- Edit (TBD)
Description
This route utilizes the first 1.5 pitches of the normal Great Bowl route, before diverging to the right over a steep slab crux that places you on a trajectory toward a topout at a large Pinon Pine with a full pitch of low-angle, uncracked, granite below it.
P1 (45m, 5.6): After a bunch of scrambling to get below it, climb a wide, laybackish feature near the right edge of the Great Bowl. This could be sewed up with some #5s, but a #4 among smaller are accepted at various points. Eventually, veer left on a walkable ramp toward a belay station with two old pitons that can be backed up.
P2 (~60m, 5.8R): Climb up to the center of the roof above, clipping a high left piton, and then grabbing the scary-looking but solid flake feature and mantling up the roof. Beyond the roof 20-30ft, the route diverges from the Great Bowl route, heading right up steep slab instead of left toward the Ingraham Dihedral. The crux of this would be easier for a tall person who could reach up and grab a critical chickenhead to surpass some steep slab. I placed blue and yellow ball nuts (bomber) in the thin crack just below this to work up the courage. Work right after this toward a large flake/crack system where an anchor can be built.
P3 (15m, 5.5): Climb up to a comfy ledge with a tree that can be slung for an anchor.

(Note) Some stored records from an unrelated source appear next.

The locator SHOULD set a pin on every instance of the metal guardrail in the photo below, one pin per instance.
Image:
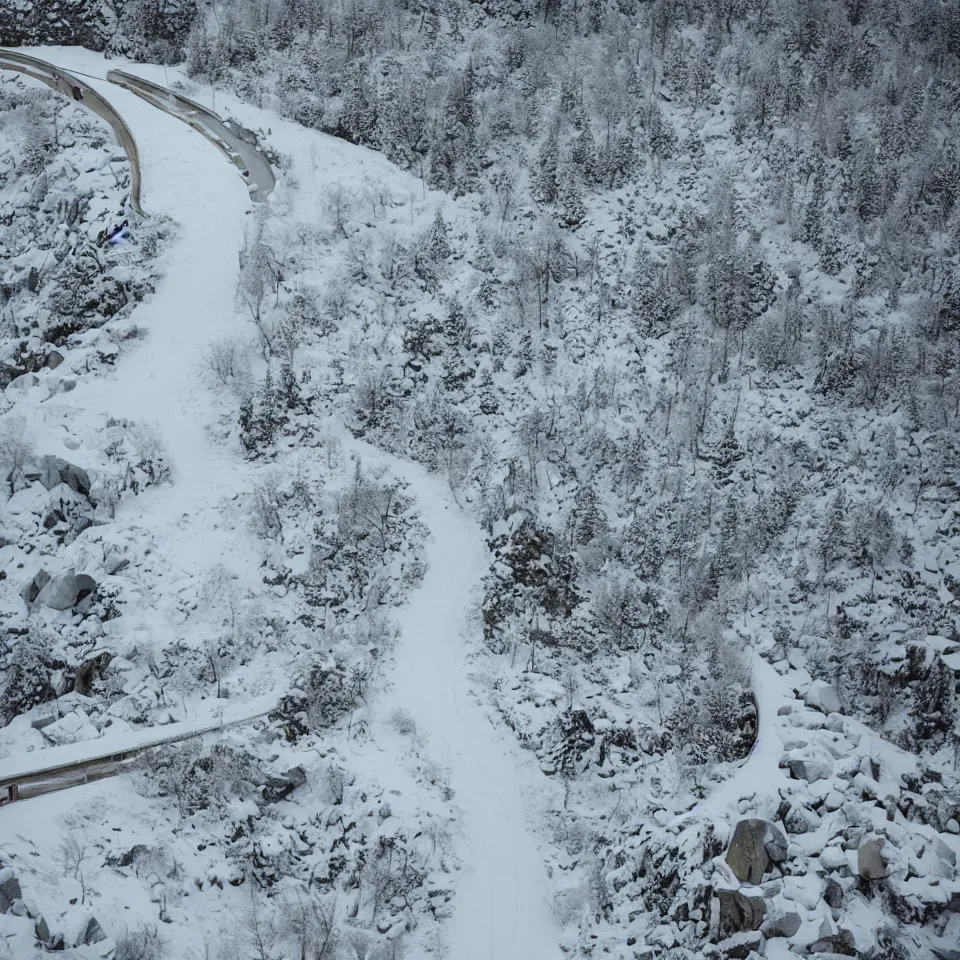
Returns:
(76, 89)
(40, 777)
(253, 166)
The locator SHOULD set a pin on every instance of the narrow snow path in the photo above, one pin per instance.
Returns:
(502, 909)
(760, 773)
(158, 380)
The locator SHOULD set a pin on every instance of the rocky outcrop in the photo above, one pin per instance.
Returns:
(9, 890)
(54, 471)
(279, 788)
(740, 912)
(61, 591)
(871, 863)
(823, 696)
(809, 770)
(89, 672)
(91, 933)
(756, 846)
(785, 924)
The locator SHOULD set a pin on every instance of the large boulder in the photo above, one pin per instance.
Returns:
(755, 847)
(55, 470)
(31, 589)
(784, 924)
(9, 890)
(871, 863)
(90, 933)
(739, 912)
(841, 944)
(809, 770)
(63, 590)
(90, 671)
(823, 696)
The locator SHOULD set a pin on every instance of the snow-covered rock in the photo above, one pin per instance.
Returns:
(871, 862)
(822, 696)
(756, 845)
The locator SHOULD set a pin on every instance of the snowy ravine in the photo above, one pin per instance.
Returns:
(502, 909)
(185, 178)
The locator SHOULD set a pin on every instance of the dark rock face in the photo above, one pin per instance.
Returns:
(91, 671)
(739, 912)
(9, 890)
(841, 943)
(279, 788)
(55, 470)
(871, 863)
(784, 925)
(833, 894)
(92, 933)
(755, 847)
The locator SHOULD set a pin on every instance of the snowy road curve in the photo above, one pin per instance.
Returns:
(502, 909)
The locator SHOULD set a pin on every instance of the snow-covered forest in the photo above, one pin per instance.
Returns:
(575, 430)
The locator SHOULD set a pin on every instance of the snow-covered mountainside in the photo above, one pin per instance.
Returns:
(568, 447)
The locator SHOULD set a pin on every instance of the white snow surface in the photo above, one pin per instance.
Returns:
(187, 179)
(502, 909)
(760, 773)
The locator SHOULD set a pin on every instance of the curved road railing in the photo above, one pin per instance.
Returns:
(57, 768)
(252, 164)
(74, 87)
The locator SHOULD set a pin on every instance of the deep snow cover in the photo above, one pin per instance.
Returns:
(585, 502)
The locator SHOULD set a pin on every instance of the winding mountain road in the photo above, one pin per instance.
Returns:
(76, 88)
(502, 908)
(235, 144)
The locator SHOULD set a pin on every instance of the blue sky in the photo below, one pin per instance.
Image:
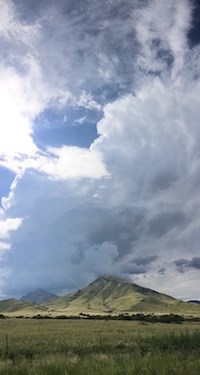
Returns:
(99, 144)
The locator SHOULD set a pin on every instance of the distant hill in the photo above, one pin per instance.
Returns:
(12, 305)
(194, 301)
(38, 296)
(106, 295)
(111, 295)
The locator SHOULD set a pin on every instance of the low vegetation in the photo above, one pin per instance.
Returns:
(106, 347)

P4 (45m, 5.5): Identify a large pinion pine above and slightly left, and head for for it. Build an anchor in a left-facing crack below a featureless slab above.
P5 (55m, 5.5R): Ascend the blank slab below the large pine. I placed a single token nut about 3/4 of the way up the slab, where there is a small ledge.
Scramble from the large Pinon Pine upward and right, then join the normal walkoff back to Bivy Boulder.
Location
East Slabs approach to the start of the Great Bowl route.
Protection
A wide range of gear can be placed, from ball nuts to #4 Camalot. Bring plenty of slings to extend everything. Parts of the route are solid R though, especially P5.